First I've rewritten $tan(\alpha + \beta)$ as $\frac{sin(\alpha + \beta) }{cos(\alpha + \beta)}$ which equates to:
$\frac{sin\, \alpha\, cos\, \beta + \cos\,\alpha\,sin\beta}{cos\,\alpha\,cos\beta - sin\,\alpha\,sin\,\beta}$.

Then I'm kind of stuck, so I tried going the other way around:

$\frac{tan\,\alpha + tan\,\beta}{1 - tan\,\alpha \, tan\, \beta}$ =

$\frac{\frac{sin\,\alpha}{cos\,\alpha}+ \frac{sin\alpha\,\beta }{cos\,\beta}}{1 - \frac{sin\, \alpha}{cos\, \alpha}\frac{sin\, \beta}{cos\, \beta}}$

Then I multiply the 1/1 in the denominator by cos a cos b, to make them equal, to get rid of the 1, then I rewrite it according to $\frac{\frac{a}{b}}{\frac{c}{d}}$ = $\frac{ad}{bc}$ which leaves me with a lot of sin and cos, but stuck as well. Some help would be nice

2. ## Re: Deriving a trig formula

Originally Posted by Lepzed
I'm practicing trig and so I'm working through some exercises. I'm having some trouble figuring this one out:

$tan(\alpha + \beta) = \frac{tan\, \alpha + tan\, \beta}{1 - tan\, \alpha\, tan\, \beta}$

First I've rewritten $tan(\alpha + \beta)$ as $\frac{sin(\alpha + \beta) }{cos(\alpha + \beta)}$ which equates to:
$\frac{sin\, \alpha\, cos\, \beta + \cos\,\alpha\,sin\beta}{cos\,\alpha\,cos\beta - sin\,\alpha\,sin\,\beta}$.
Divide every term by $\cos(\alpha)\cos(\beta)$.
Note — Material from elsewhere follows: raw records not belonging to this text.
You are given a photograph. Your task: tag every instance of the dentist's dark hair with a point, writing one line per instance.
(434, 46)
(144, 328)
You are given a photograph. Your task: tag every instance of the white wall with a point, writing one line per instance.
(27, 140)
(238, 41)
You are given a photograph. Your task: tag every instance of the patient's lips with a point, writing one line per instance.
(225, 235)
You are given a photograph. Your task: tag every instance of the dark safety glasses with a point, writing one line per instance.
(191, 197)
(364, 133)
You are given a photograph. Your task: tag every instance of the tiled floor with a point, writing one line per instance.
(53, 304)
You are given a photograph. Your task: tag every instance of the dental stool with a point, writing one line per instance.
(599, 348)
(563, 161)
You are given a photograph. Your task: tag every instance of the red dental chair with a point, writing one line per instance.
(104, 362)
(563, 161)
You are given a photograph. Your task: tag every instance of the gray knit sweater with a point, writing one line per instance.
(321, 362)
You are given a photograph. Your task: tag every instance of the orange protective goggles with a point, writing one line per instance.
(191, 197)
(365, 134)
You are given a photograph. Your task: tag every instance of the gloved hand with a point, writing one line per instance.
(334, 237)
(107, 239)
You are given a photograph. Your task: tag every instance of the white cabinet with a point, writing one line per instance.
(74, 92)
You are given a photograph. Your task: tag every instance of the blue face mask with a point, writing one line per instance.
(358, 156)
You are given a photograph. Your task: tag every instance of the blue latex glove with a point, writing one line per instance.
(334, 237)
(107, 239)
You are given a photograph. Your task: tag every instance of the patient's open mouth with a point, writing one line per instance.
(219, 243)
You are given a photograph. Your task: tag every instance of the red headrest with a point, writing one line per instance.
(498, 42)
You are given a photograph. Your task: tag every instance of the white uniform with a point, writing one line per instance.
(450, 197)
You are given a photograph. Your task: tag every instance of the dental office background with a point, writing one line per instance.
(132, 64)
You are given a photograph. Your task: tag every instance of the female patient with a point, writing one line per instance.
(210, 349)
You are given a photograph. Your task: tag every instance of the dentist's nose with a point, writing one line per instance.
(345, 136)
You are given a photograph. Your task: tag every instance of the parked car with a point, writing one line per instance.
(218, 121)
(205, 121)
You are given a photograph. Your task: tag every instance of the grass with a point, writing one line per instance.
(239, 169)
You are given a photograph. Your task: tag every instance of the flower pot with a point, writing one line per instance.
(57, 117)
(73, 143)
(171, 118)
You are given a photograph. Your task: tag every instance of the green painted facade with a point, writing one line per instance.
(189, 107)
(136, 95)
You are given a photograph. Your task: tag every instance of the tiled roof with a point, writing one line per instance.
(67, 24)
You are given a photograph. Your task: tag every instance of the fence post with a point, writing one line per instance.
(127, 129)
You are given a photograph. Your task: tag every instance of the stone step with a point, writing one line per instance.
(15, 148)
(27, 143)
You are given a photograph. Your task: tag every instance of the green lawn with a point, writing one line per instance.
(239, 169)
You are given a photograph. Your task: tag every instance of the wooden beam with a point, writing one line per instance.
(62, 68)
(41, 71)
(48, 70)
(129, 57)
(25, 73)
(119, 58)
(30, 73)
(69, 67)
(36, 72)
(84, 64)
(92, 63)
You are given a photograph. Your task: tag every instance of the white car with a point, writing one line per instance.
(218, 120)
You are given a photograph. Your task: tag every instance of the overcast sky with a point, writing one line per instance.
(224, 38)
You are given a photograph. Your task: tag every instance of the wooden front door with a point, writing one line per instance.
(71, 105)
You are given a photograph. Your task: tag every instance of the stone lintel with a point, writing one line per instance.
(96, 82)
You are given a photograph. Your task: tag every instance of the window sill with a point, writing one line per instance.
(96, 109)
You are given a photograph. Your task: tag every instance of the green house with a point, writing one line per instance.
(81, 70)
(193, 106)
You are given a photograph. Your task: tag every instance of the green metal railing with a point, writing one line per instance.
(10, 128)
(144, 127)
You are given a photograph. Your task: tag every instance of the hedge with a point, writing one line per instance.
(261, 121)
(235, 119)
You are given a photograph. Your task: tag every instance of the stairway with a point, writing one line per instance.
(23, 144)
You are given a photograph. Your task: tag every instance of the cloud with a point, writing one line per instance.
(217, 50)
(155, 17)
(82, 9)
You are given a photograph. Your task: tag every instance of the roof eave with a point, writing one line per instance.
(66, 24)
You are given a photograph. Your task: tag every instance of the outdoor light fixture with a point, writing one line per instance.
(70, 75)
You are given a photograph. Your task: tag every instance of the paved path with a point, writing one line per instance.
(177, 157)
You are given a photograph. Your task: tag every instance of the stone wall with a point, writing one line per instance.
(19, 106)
3. ## Re: Deriving a trig formula

Aah, got it now yeah! Thanks!

Right, so I know HOW to solve it, but how could I get to sin a cos b? Just try?

4. ## Re: Deriving a trig formula

Do you mean 'How could I get to cos(a)cos(b)'? Or? ...

5. ## Re: Deriving a trig formula

Yeah, well, you know how to solve this, so for you it's obvious to divide by cos(a)cos(b). For me it's not, now I can just go about trying some stuff till I find something that eventually would work, but that doesn't seem really productive or educated.

6. ## Re: Deriving a trig formula

You can just make an educated guess; you have a $\sin\alpha\cos\beta$ as the first term in the numerator, and you need to have a $\tan\alpha$ which implies the division, and you can then verify it by checking with each other term.